Perhaps the court no longer found the program Constitutional, at least not the way the NSA routinely operated it. While incidental collection is always a problem with bulk surveillance, the internal controls, which NSA talking points claim prevent abuse, apparently aren’t controlling much or preventing much. It appears the NSA can’t find a way to operate this part of the Section 702 program without collecting (and querying) US persons’ communications, so it has decided to shut it down, rather than spend any more time and effort trying to talk the FISA court into approving its ritualistic abuse.
Despite having years to improve its practices and improve its segregation of collected data, the agency apparently did very little to rein this program in. A 2014 DOJ/ODNI report quoted by Wheeler shows misuse of collected data continued to increase even as the NSA sought orders to collect even more.

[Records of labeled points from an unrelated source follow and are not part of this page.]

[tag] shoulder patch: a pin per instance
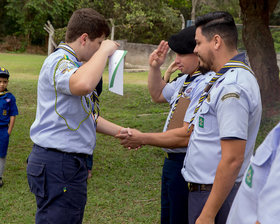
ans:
(65, 66)
(229, 95)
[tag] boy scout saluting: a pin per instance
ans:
(182, 95)
(226, 122)
(64, 131)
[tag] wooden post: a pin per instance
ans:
(51, 44)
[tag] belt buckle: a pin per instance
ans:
(190, 187)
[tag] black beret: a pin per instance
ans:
(183, 42)
(4, 73)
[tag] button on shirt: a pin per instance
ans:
(231, 110)
(66, 124)
(193, 92)
(259, 194)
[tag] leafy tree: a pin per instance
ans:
(259, 45)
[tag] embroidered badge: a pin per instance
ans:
(249, 176)
(66, 66)
(188, 90)
(201, 122)
(229, 95)
(208, 98)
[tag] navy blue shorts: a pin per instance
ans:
(59, 182)
(174, 191)
(197, 200)
(4, 141)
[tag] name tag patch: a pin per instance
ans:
(230, 95)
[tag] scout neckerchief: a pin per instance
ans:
(188, 81)
(93, 97)
(3, 93)
(237, 61)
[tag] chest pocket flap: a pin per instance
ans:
(262, 155)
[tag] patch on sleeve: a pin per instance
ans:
(229, 95)
(249, 176)
(65, 66)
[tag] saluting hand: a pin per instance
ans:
(109, 46)
(158, 56)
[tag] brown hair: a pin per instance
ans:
(88, 21)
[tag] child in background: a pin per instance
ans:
(8, 112)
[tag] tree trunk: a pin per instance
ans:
(259, 44)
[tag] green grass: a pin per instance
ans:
(125, 187)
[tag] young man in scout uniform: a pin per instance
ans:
(64, 131)
(182, 95)
(257, 200)
(226, 122)
(8, 112)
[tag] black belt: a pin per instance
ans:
(81, 155)
(176, 156)
(199, 187)
(4, 126)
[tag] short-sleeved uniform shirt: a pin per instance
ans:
(193, 92)
(63, 121)
(259, 194)
(8, 108)
(231, 110)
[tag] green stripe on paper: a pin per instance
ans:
(115, 71)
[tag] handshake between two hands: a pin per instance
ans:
(130, 138)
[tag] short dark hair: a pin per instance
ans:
(86, 20)
(221, 23)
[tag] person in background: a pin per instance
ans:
(8, 112)
(182, 96)
(257, 200)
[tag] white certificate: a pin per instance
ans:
(116, 66)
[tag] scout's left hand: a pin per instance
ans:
(131, 141)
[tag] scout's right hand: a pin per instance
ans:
(158, 56)
(109, 46)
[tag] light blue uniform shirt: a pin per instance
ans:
(259, 194)
(232, 110)
(193, 92)
(51, 129)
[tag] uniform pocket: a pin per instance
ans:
(261, 157)
(204, 121)
(36, 178)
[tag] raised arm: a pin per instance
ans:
(173, 67)
(155, 82)
(86, 78)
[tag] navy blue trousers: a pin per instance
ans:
(174, 191)
(4, 141)
(197, 200)
(59, 182)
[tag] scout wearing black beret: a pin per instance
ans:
(4, 73)
(183, 42)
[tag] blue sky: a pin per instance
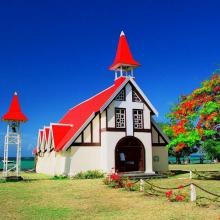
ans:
(55, 54)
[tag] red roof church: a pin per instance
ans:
(114, 128)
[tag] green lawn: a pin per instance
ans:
(40, 197)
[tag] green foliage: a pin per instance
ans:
(61, 177)
(193, 118)
(209, 107)
(212, 149)
(90, 174)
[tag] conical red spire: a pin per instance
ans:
(123, 55)
(14, 113)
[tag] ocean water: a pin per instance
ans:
(27, 163)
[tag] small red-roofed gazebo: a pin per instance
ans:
(124, 61)
(13, 117)
(14, 113)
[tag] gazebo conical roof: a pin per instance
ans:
(123, 55)
(14, 113)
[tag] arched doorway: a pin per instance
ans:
(129, 155)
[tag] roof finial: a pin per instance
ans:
(122, 33)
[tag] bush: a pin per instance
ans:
(116, 181)
(61, 177)
(177, 196)
(90, 174)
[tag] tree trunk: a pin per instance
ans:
(178, 161)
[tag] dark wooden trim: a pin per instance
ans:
(123, 89)
(91, 129)
(86, 144)
(124, 118)
(159, 144)
(100, 128)
(142, 119)
(142, 99)
(113, 129)
(159, 134)
(142, 130)
(82, 139)
(106, 115)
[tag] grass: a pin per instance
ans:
(193, 167)
(41, 197)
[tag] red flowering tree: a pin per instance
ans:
(192, 121)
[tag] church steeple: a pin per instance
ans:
(124, 61)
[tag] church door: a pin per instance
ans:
(129, 155)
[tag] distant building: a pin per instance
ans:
(113, 129)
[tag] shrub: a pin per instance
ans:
(90, 174)
(177, 196)
(116, 181)
(61, 177)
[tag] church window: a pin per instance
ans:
(120, 118)
(135, 97)
(138, 118)
(121, 96)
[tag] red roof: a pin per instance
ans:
(123, 55)
(47, 130)
(34, 151)
(41, 136)
(78, 115)
(14, 113)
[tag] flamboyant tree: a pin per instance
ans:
(193, 119)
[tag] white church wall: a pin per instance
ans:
(111, 115)
(79, 139)
(87, 134)
(145, 138)
(84, 158)
(96, 125)
(147, 116)
(160, 158)
(46, 164)
(154, 135)
(109, 142)
(103, 120)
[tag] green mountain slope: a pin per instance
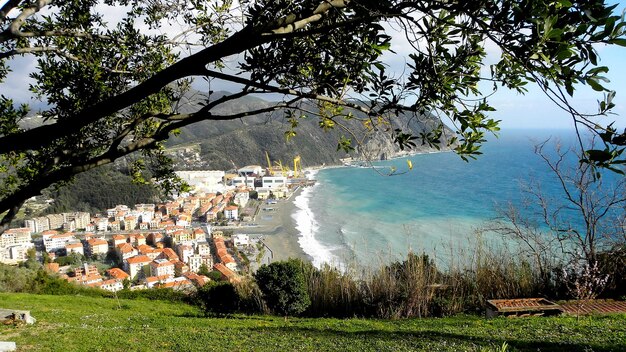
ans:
(245, 141)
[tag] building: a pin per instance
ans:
(272, 182)
(231, 212)
(58, 241)
(243, 181)
(241, 198)
(168, 254)
(56, 221)
(19, 236)
(240, 240)
(204, 181)
(117, 273)
(162, 267)
(116, 240)
(251, 170)
(184, 251)
(80, 220)
(130, 222)
(138, 267)
(125, 251)
(194, 262)
(112, 285)
(203, 248)
(37, 225)
(114, 211)
(75, 247)
(97, 246)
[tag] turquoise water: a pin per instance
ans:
(359, 214)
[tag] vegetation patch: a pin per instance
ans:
(78, 323)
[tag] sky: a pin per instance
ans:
(532, 110)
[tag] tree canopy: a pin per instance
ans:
(111, 84)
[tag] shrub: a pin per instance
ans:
(217, 298)
(283, 287)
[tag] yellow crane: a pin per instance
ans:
(283, 169)
(269, 164)
(296, 165)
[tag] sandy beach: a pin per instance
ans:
(279, 229)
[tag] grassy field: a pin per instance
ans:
(74, 323)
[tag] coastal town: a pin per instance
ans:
(214, 232)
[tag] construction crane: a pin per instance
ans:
(283, 169)
(269, 164)
(296, 165)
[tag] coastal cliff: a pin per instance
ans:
(246, 141)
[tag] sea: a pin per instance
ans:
(377, 214)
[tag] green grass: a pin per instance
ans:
(76, 323)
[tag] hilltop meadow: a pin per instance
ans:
(79, 323)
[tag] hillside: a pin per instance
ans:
(79, 323)
(245, 141)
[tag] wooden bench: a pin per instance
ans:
(522, 307)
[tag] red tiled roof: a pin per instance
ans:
(139, 259)
(117, 273)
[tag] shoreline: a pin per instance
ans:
(278, 229)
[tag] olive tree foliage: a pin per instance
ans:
(113, 85)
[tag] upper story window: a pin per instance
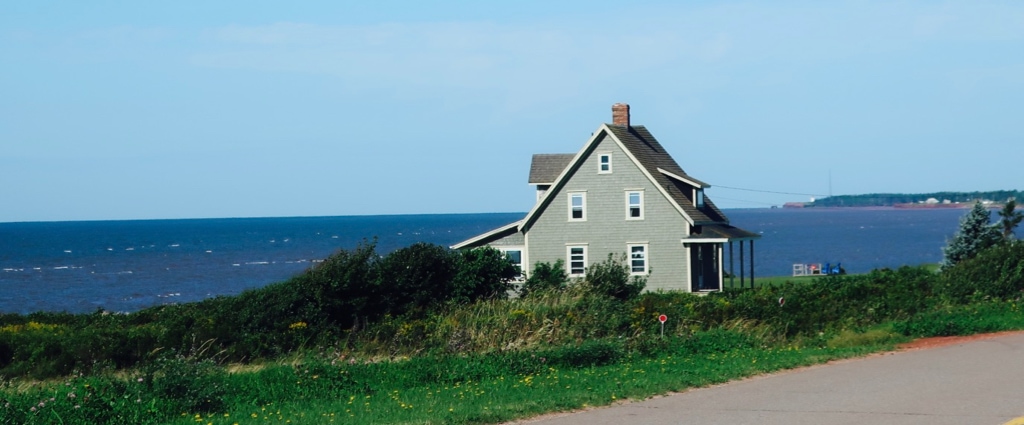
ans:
(578, 206)
(604, 164)
(638, 259)
(634, 205)
(578, 260)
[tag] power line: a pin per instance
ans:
(744, 201)
(768, 192)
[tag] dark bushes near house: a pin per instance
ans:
(545, 277)
(994, 272)
(610, 278)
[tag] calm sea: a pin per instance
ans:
(80, 266)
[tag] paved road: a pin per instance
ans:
(979, 382)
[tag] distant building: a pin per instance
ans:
(623, 194)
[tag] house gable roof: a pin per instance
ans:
(488, 237)
(544, 169)
(648, 155)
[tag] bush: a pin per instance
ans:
(611, 278)
(545, 277)
(995, 272)
(482, 273)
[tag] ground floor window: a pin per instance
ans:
(638, 259)
(515, 257)
(578, 260)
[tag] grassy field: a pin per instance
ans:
(488, 360)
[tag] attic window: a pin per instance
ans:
(604, 164)
(578, 206)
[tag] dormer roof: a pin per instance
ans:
(544, 169)
(648, 155)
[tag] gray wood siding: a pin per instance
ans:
(606, 229)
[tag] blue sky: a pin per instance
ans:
(116, 110)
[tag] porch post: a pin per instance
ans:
(752, 263)
(732, 270)
(741, 282)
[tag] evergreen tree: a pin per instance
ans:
(1010, 218)
(974, 236)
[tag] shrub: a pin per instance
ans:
(481, 273)
(997, 272)
(184, 384)
(545, 277)
(611, 278)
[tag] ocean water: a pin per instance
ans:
(80, 266)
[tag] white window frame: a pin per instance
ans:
(583, 215)
(568, 260)
(645, 256)
(600, 163)
(522, 258)
(629, 206)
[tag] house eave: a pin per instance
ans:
(691, 181)
(483, 237)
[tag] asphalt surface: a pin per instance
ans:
(979, 382)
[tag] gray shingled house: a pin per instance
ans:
(623, 193)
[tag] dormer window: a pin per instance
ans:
(604, 164)
(578, 206)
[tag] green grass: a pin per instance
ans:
(508, 397)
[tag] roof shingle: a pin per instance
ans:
(545, 168)
(652, 156)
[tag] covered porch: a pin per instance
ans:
(707, 251)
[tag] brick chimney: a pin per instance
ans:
(621, 114)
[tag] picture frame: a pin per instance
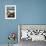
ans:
(10, 11)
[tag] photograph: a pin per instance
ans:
(10, 11)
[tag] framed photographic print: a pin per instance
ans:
(10, 11)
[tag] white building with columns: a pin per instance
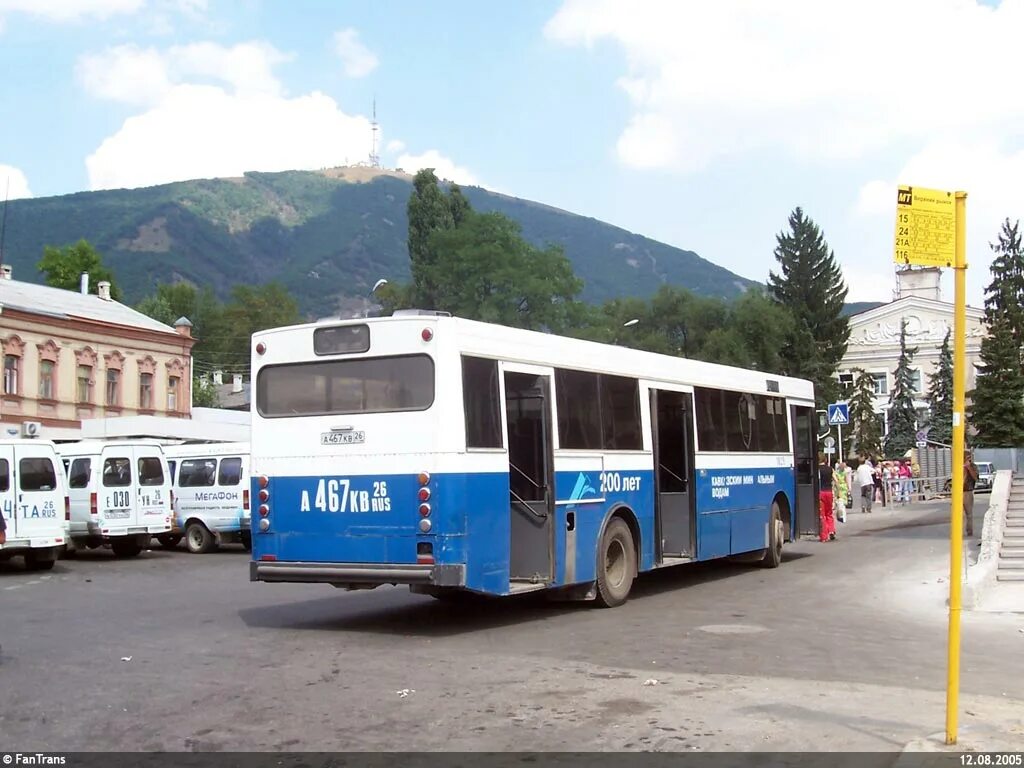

The joint oversight team, however, is concerned about the increase in incidents involving improper queries using United States person identifiers, including incidents involving NSA’s querying of Section 702-acquired data in upstream data using United States Person identifiers. Specifically, although section 3(b)(5) of NSA’s Section 702 minimization procedures permits the scanning of media using United States person identifiers, this same section prohibits using United States person identifiers to query Internet communications acquired through NSA’s upstream collection techniques. NSA [redacted] incidents of non-compliance with this subsection of its minimization procedures, many of which involved analysts inadvertently searching upstream collection. For example, [redacted], the NSA analyst conducted approved querying with United States persons identifiers ([long redaction]), but inadvertently forgot to exclude Section 702-acquired upstream data from his query.
This continued abuse and misuse is highly problematic, although the ODNI has been the last entity to officially recognize this. The “upstream” collection not only results in vast amounts of intercepted communications, but is one the FBI’s favorite sources for intel. The ODNI denies to this day the FBI’s searches of the NSA’s collections are “backdoor searches,” but it’s information and communications the FBI certainly can’t collect itself under its legal authorities. The supposedly foreign-facing collection is routinely used by a domestic law enforcement agency to obtain US persons’ communications without a warrant. That’s a “backdoor” search, no matter how the ODNI portrays it.
No matter what else comes of it, this shutdown is huge. Even though it’s a smaller part of a larger internet communications collection program, it’s still a significant closure. And once again, this is a result of Snowden’s leaks. Wyden’s persistent pestering about incidental collection likely played a small part as well. But without documents clearly showing how much the program collected and how it was being used, the NSA would most likely still be trying to find a way to push these requests past the FISA court. And without this additional scrutiny, the court itself might have found itself more easily persuaded.